Review by Eddie on 22/01/2016
Disclaimer – this review was based on the shorter non-70mm version of the film
In the space of a few weeks Australian movie lovers and even more so fans of Westerns have had the rare opportunity to be spoilt for choice for their Wild West needs. All offering something different, we’ve had the visually striking The Revenant, the direct to disc cult classic in waiting Bone Tomahawk (a release we look forward to profiling on the blog soon) and perhaps for many the most anticipated 70mm filmed production in some time, The Hateful Eight, the 8th film from the master himself Quentin Tarantino.
Another lovingly crafted homage by QT, this time to the widescreen glories of the Western heydays, The Hateful Eight sees the wordsmithing wizard create a film that seems destined to one day turn its way into a stage production as more so than ever before this is a near 3 hour long film that rides almost exclusively off the back of Tarantino’s way with words and where films like Reservoir Dogs did the same in many respects it wasn’t quite to the scale or length of Eight’s tension riddled opening chapters that aren’t afraid to cause a major case of numb-bum for cinema goers but draw you in thanks to the mystery and intrigue (and a dark sense of fun) as to where things may end up.

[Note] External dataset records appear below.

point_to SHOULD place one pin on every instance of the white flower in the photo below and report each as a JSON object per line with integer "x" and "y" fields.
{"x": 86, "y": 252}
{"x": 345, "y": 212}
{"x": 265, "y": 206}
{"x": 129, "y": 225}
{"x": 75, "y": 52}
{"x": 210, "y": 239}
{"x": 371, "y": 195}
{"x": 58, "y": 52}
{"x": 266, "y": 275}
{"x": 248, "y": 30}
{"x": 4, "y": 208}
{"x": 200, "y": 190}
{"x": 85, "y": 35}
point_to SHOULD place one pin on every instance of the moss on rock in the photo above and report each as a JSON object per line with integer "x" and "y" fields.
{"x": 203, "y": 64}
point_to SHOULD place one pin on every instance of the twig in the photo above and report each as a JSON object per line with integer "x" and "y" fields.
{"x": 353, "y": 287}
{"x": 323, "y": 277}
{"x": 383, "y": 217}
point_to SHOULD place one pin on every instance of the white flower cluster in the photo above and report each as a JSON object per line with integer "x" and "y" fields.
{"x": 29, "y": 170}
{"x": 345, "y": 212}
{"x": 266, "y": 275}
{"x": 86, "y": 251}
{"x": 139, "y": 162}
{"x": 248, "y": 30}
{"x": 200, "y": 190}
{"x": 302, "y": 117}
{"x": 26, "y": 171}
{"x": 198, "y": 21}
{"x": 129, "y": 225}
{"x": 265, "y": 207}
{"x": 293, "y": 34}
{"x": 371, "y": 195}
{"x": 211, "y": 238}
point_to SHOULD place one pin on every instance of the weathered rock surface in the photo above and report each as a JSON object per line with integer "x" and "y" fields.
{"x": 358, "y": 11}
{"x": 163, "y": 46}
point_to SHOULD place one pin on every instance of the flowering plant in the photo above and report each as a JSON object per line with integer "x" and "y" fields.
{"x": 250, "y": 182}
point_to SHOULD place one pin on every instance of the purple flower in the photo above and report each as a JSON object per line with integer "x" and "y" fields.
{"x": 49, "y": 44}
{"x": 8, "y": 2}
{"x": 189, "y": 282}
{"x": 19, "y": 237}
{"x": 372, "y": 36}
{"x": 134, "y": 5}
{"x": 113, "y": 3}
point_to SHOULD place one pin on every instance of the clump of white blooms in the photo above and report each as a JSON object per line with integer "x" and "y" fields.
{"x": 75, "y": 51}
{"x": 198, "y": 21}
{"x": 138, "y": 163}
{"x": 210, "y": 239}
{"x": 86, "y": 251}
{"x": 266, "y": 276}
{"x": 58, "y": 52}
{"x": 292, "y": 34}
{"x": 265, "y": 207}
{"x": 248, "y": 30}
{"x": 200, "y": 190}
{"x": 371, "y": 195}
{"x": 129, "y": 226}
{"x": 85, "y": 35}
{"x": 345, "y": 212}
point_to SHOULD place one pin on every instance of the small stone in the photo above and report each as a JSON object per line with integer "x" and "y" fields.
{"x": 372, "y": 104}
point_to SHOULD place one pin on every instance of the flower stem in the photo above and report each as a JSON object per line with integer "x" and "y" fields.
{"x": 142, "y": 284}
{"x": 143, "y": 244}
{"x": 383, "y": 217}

Divided into 6 chapters of varying length and intensity, Eight’s beginning 4 segments are classic stuff. Filled with intrigue, backstory and of course hilarious dialogue and situations that we should feel bad for enjoying, you’ll be totally hooked into the mystery that QT has crafted and it’s a whole load of fun trying to figure out who’s playing who and who wants what in the cosy surrounds of Minnie’s Haberdashery. It’s then somewhat of a shame that QT’s closing chapters feel like something akin to a letdown and no amount of comical blood spray or desperate acts of survival can cover up the fact the film starts to feel not only slightly to longwinded but a little bit of a fizzle out considering the fantastically constructed slow build that preceded it.

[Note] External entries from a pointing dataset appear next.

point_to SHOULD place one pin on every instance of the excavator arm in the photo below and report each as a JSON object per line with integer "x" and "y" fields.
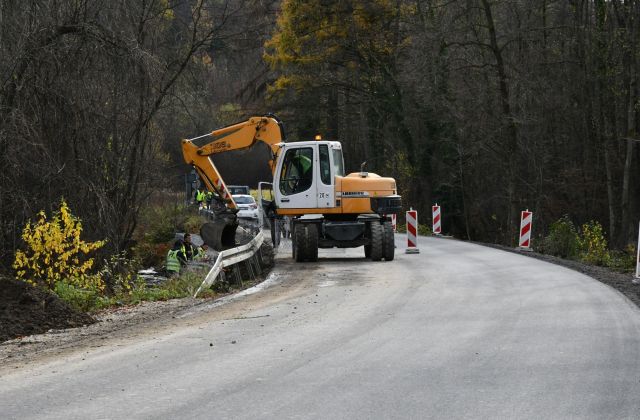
{"x": 220, "y": 233}
{"x": 267, "y": 129}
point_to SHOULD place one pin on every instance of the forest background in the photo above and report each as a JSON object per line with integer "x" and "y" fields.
{"x": 487, "y": 107}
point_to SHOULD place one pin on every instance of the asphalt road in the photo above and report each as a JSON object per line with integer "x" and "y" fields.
{"x": 459, "y": 331}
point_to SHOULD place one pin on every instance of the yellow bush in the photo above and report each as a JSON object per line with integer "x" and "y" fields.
{"x": 56, "y": 253}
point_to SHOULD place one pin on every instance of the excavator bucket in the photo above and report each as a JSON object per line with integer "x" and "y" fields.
{"x": 221, "y": 233}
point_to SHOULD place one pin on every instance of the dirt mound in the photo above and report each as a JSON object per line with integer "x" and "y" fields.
{"x": 26, "y": 310}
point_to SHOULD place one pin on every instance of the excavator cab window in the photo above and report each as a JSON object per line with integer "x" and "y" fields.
{"x": 338, "y": 162}
{"x": 297, "y": 171}
{"x": 325, "y": 165}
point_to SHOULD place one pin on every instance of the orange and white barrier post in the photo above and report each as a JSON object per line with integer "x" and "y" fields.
{"x": 638, "y": 255}
{"x": 526, "y": 218}
{"x": 412, "y": 232}
{"x": 437, "y": 222}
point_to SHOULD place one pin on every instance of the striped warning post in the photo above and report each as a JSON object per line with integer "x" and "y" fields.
{"x": 526, "y": 218}
{"x": 412, "y": 232}
{"x": 437, "y": 225}
{"x": 638, "y": 255}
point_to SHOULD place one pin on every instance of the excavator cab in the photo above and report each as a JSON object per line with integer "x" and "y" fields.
{"x": 305, "y": 176}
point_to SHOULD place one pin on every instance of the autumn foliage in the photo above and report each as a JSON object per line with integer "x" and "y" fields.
{"x": 55, "y": 252}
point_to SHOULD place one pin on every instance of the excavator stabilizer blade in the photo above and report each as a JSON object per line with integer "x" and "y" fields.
{"x": 220, "y": 234}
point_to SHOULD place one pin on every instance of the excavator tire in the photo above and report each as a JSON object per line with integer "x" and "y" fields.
{"x": 377, "y": 241}
{"x": 389, "y": 243}
{"x": 305, "y": 244}
{"x": 220, "y": 234}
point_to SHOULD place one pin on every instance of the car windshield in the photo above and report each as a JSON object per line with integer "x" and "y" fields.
{"x": 244, "y": 200}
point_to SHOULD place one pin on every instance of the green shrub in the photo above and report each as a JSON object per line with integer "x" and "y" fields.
{"x": 623, "y": 261}
{"x": 80, "y": 299}
{"x": 562, "y": 240}
{"x": 593, "y": 244}
{"x": 424, "y": 230}
{"x": 120, "y": 273}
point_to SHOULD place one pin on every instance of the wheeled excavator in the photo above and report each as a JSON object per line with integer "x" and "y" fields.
{"x": 327, "y": 208}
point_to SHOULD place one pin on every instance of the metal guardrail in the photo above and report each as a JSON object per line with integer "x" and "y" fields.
{"x": 229, "y": 257}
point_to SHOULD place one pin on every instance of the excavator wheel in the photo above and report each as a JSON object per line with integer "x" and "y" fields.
{"x": 367, "y": 251}
{"x": 389, "y": 243}
{"x": 220, "y": 234}
{"x": 377, "y": 241}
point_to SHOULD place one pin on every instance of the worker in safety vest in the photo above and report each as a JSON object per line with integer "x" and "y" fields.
{"x": 209, "y": 198}
{"x": 201, "y": 196}
{"x": 175, "y": 258}
{"x": 188, "y": 248}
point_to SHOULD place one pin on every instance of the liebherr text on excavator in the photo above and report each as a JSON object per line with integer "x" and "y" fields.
{"x": 328, "y": 208}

Front and centre of this slow build is a typically strong cast of QT regulars and newbies and each character actor has their moment to shine, with the films best dialogue stolen by the perhaps never better Samuel L. Jackson as Major Marquis Warren (who takes many of the films greatest lines), Tim Roth as the smooth talking local hangman Oswaldo Mobray and Walton Goggins as the soon to be local town sheriff Chris Mannix and with these men leading the charge it’s quite clear that the whole cast was having a blast chewing on the dialogue heavy scenarios created for them. It’s also great to see Kurt Russell (sporting what could be the year’s best movie beard, sorry Leo) back on fine form and Jennifer Jason Leigh is well deserving of her recent Oscar nomination for her turn as the conniving Daisy.
It would be great for Tarantino to one day give himself tighter editing restrictions and The Hateful Eight like many of his more recent films could’ve easily trimmed 15 – 20 minutes of screen time and lost none of its impact but overall we cinema goers should be appreciative of his continuing effort to make and produce unique movies that are lovingly crafted reminders as to why cinema is such a fabulous medium to enjoy.

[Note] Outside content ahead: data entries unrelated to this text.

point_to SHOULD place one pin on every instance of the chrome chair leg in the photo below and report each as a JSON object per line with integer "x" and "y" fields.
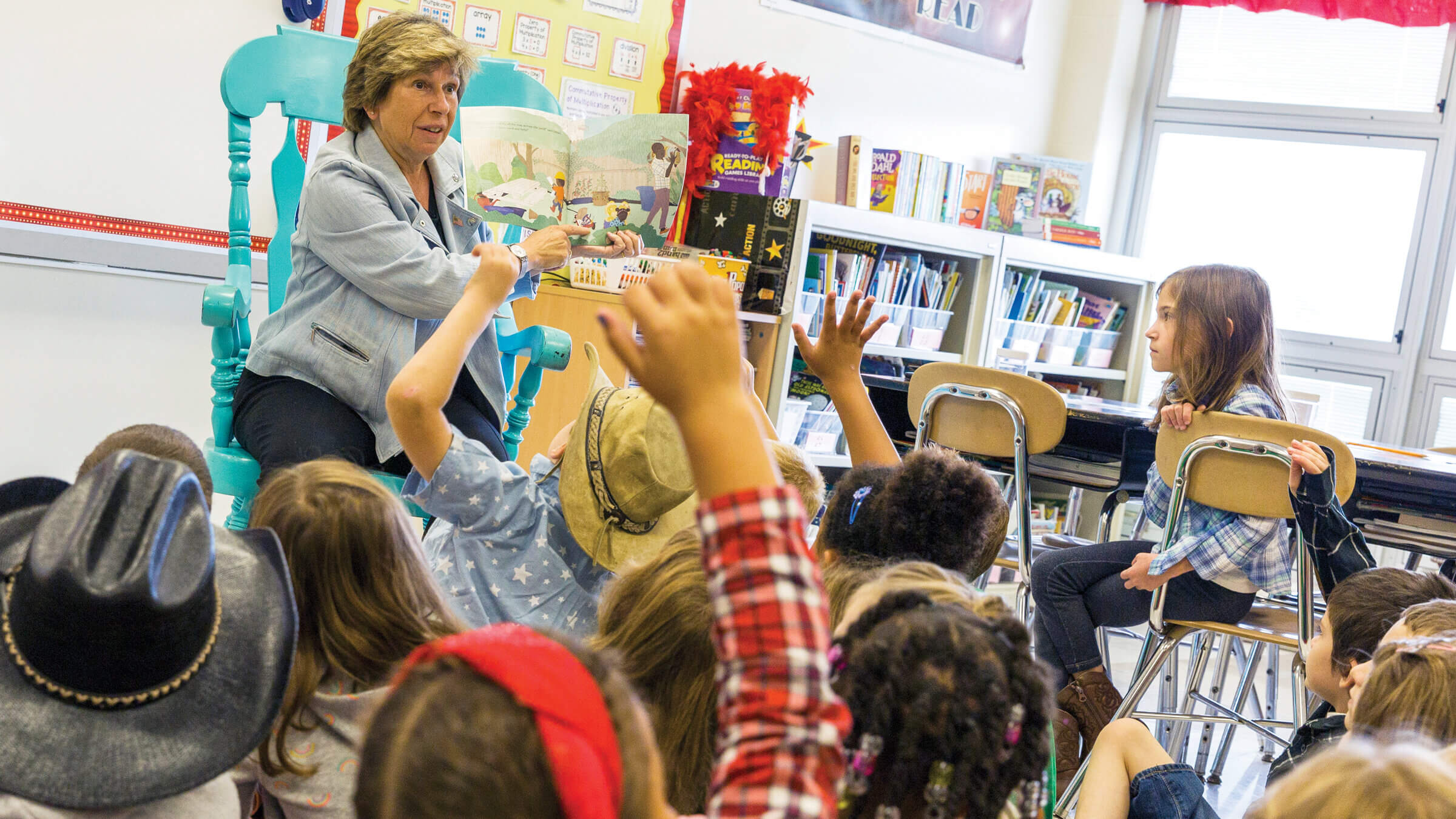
{"x": 1156, "y": 653}
{"x": 1241, "y": 697}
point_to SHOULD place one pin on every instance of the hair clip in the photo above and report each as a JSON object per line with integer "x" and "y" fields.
{"x": 836, "y": 661}
{"x": 938, "y": 790}
{"x": 863, "y": 766}
{"x": 860, "y": 497}
{"x": 1018, "y": 713}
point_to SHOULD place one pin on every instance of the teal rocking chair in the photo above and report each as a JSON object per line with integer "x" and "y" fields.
{"x": 303, "y": 72}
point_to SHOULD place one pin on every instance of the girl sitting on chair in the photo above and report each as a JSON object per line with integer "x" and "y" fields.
{"x": 1213, "y": 334}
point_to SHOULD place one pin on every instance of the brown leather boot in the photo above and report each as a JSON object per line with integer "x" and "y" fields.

Far from Tarantino’s best work, The Hateful Eight is still mightily entertaining stuff that’s meticulously shot, scored and scripted and a film that for 3 quarters of its run time threatens to be a new classic of the Western genre only to finish in a slightly disappointing manner. Still, for fans of unique cinema events and supporters of the man that has now given us 8 highly memorable films, The Hateful Eight will be one of the year’s most darkly enjoyable (and blood splattered) movie events.